Researchers at the University of Cambridge have published a new technique for subtly substituting malicious code in peer-reviewed sources. The prepared attack method ( CVE-2021-42574 ) is presented under the name Trojan Source and is based on the formation of text that looks different to the compiler / interpreter and the person viewing the code. Examples of application of the method are demonstrated for various compilers and interpreters supplied for C, C ++ (gcc and clang), C #, JavaScript (Node.js), Java (OpenJDK 16), Rust, Go and Python.

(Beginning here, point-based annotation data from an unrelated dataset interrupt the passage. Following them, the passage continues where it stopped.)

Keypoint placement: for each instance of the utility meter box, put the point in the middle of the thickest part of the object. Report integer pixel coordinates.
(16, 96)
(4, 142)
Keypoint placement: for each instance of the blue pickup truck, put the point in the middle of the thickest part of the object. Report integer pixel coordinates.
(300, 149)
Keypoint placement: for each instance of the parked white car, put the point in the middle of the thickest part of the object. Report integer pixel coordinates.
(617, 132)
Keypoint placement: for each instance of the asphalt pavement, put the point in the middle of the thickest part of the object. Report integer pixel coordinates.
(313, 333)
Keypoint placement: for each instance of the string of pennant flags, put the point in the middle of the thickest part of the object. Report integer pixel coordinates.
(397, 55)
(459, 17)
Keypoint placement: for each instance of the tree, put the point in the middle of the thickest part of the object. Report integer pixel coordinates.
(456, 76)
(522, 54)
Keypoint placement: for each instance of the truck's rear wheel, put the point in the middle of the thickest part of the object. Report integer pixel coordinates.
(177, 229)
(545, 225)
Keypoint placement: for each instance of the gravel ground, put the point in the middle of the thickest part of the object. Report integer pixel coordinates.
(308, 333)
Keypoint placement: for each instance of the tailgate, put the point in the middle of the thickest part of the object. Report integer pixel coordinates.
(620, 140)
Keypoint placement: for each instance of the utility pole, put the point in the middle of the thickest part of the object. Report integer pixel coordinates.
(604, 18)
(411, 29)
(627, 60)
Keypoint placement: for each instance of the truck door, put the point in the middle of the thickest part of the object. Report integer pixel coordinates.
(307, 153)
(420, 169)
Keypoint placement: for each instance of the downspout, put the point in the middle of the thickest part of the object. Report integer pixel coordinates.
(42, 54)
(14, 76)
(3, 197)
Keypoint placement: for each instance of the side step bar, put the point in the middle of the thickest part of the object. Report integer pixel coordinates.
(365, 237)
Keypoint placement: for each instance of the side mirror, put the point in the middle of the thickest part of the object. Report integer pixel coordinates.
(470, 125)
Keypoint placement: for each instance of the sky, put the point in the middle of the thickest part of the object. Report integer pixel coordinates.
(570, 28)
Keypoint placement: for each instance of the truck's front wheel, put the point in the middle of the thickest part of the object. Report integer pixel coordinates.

The method is based on the application of special Unicode characters in the comments to the code, which change the display order of bidirectional text. With the help of such control characters, some parts of the text can be displayed from left to right, and others from right to left. In everyday practice, such control characters can be used, for example, to insert Hebrew or Arabic strings into a file with code. But if you combine lines with different text directions in one line, using the specified characters, passages of text displayed from right to left can overlap the already existing ordinary text displayed from left to right.
Using this method, you can add a malicious construct to the code, but then make the text with this construct invisible when viewing the code, by adding characters shown from right to left in the following comment or inside the literal, which will result in completely different characters being superimposed on the malicious insertion. Such code will remain semantically correct, but will be interpreted and displayed differently.
While reviewing the code, the developer will be faced with the visual order of the characters and will see a suspicious comment in a modern text editor, web interface or IDE, but the compiler and interpreter will use the logical order of characters and handle the malicious insert as it is, regardless of bidirectional text. in the comment. Various popular code editors (VS Code, Emacs, Atom) and interfaces for viewing code in repositories (GitHub, BitBucket) are affected.
There are several ways to use the method to implement malicious actions: adding a hidden “return” expression, which leads to the termination of the function execution ahead of time; the conclusion in the commentary of expressions normally seen as valid constructs (for example, to disable important checks); assignment of other string values leading to string validation failures.
For example, an attacker might suggest a change that includes the line:
if access_level! = "user {U + 202E} {U + 2066} // Check if admin {U + 2069} {U + 2066}" {
which will be displayed in the review interface as
if access_level! = "user" {// Check if admin
Additionally, another attack option (CVE-2021-42694) was proposed, involving the use of homoglyphs , symbols that look similar in appearance, but differ in meaning and have different unicode codes (for example, the symbol “ɑ” resembles “a”, “ɡ” – “g”, “ɩ” – “l”). Such characters can be used in some languages in the names of functions and variables to mislead developers. For example, two functions can be defined with indistinguishable names that perform different actions. Without a detailed analysis, you cannot immediately understand which of these two functions is called in a particular place.
As a protective measure, it is recommended to implement in compilers, interpreters and assembly tools that support Unicode characters, displaying an error or warning if there are unpaired control characters in comments, string literals or identifiers that change the direction of output (U + 202A, U + 202B, U + 202C, U + 202D, U + 202E, U + 2066, U + 2067, U + 2068, U + 2069, U + 061C, U + 200E and U + 200F). Such characters should also be explicitly prohibited in the specifications of programming languages and should be taken into account in code editors and interfaces for working with repositories.